Figure 3Interpreting enhancer variants. Various strategies for interpreting enhancer variants. (Top) Single- or high-throughput reporter assays can be used to test whether a putative enhancer is functional. (Middle) Gene targets of enhancers can be identified through experimental approaches such as fluorescence in situ hybridization and chromosome conformation capture assays, or through computational methods. (Bottom) The impact of a single nucleotide polymorphism (SNP) on enhancer function can be evaluated through CRISPR/Cas9-based DNA editing approaches, followed by measures of enhancer activity or target gene expression. The effect of a risk SNP on transcriptional activity and chromatin architecture can be evaluated through reporter assays and chromosome-conformation-capture-based experiments. Effects of the risk SNP on allele-specific expression and transcription factor binding can also be studied through quantitative ChIP and expression studies. Expression quantitative trait loci (eQTL) analysis can be performed to determine the effect of risk SNPs on gene expression levels.

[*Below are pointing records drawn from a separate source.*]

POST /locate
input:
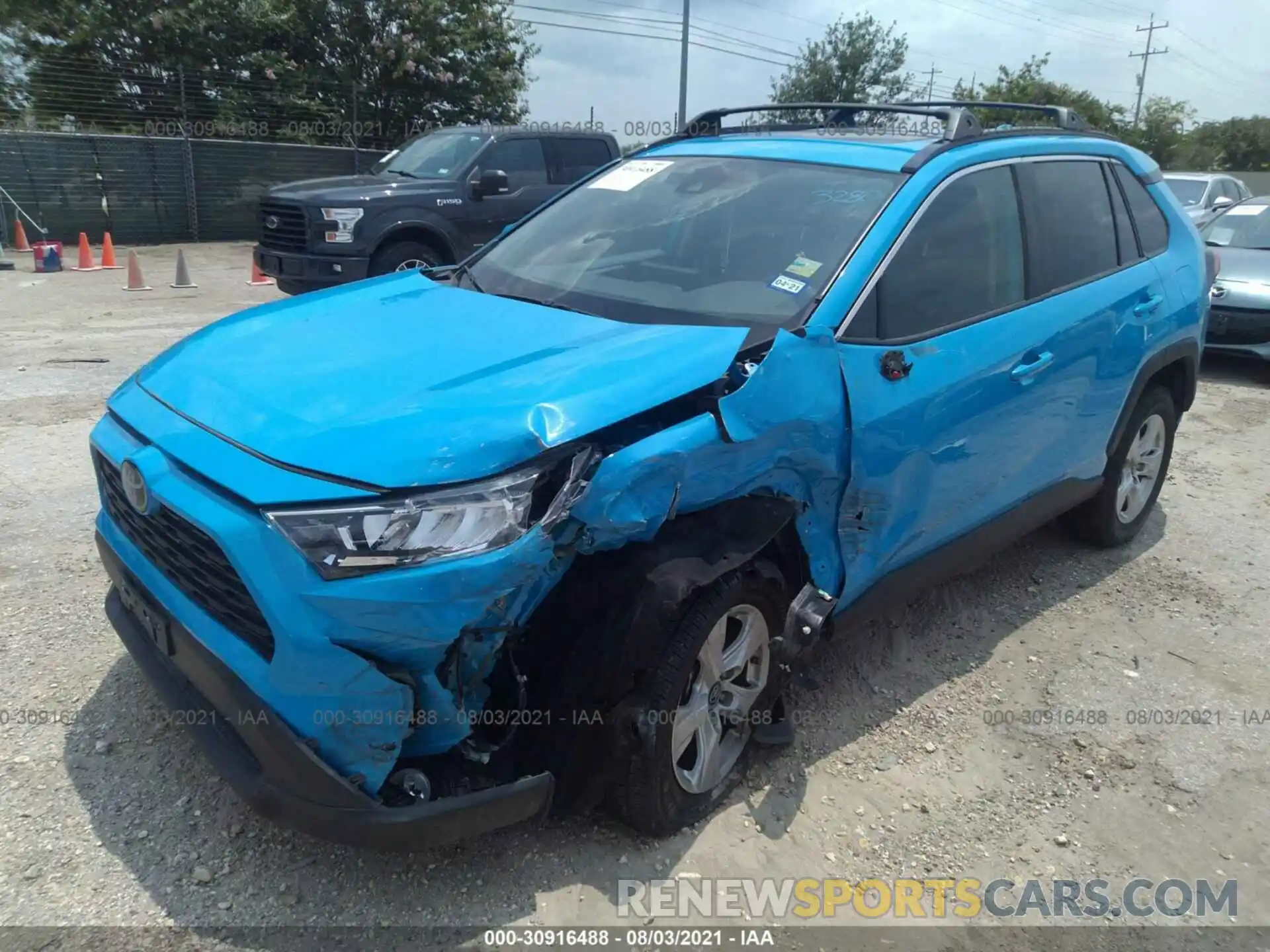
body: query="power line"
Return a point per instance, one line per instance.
(1146, 59)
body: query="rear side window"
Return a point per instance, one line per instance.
(1071, 230)
(578, 157)
(964, 258)
(1147, 218)
(1124, 238)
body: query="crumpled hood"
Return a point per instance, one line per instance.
(402, 381)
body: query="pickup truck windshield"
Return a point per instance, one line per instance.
(436, 155)
(691, 240)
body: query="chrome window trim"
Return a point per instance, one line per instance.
(926, 204)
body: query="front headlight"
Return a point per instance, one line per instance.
(345, 221)
(353, 539)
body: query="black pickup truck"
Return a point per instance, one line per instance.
(433, 201)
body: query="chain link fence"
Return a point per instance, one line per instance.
(161, 155)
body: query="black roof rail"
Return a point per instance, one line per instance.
(958, 124)
(1064, 117)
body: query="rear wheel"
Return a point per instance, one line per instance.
(705, 694)
(1133, 477)
(404, 257)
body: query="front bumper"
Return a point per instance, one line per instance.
(309, 268)
(266, 762)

Figure 4Future challenges for the functional evaluation of enhancer variants. The challenges described in the conclusion section are depicted in this hypothetical enhancer locus. Chromatin immunoprecipitation combined with massively parallel DNA sequencing (ChIP-seq) tracks from ENCODE [77] and linkage disequilibrium (LD) plots from HapMap [78,79] are displayed via the UCSC genome browser. Number 1 highlights the challenge of utilizing the proper cell type to assess enhancer activity. Enhancers at this locus are only active in one of the three cell lines depicted. Challenge number 2 is the discrepancy between predicted and validated enhancer function. Shown is a putative enhancer defined by chromatin state that requires experimental validation of its enhancer activity. Challenge number 3 illustrates the large number of single nucleotide polymorphisms (SNPs) in LD that lie in putative enhancer elements, any of which could be functional. Number 4 is the challenge of determining the gene impacted by the enhancer variant. Here, the target of the enhancers at this locus could be IL22RA2, IFNGR1, or a gene distal to this locus. Number 5 is the complexity of enhancer gene regulation. Here, multiple enhancers each with several associated variants are distributed across the locus. One or a combination of several of the enhancer variants could influence target gene expression. chr, chromosome; GWAS, genome-wide association study; kb, kilobases.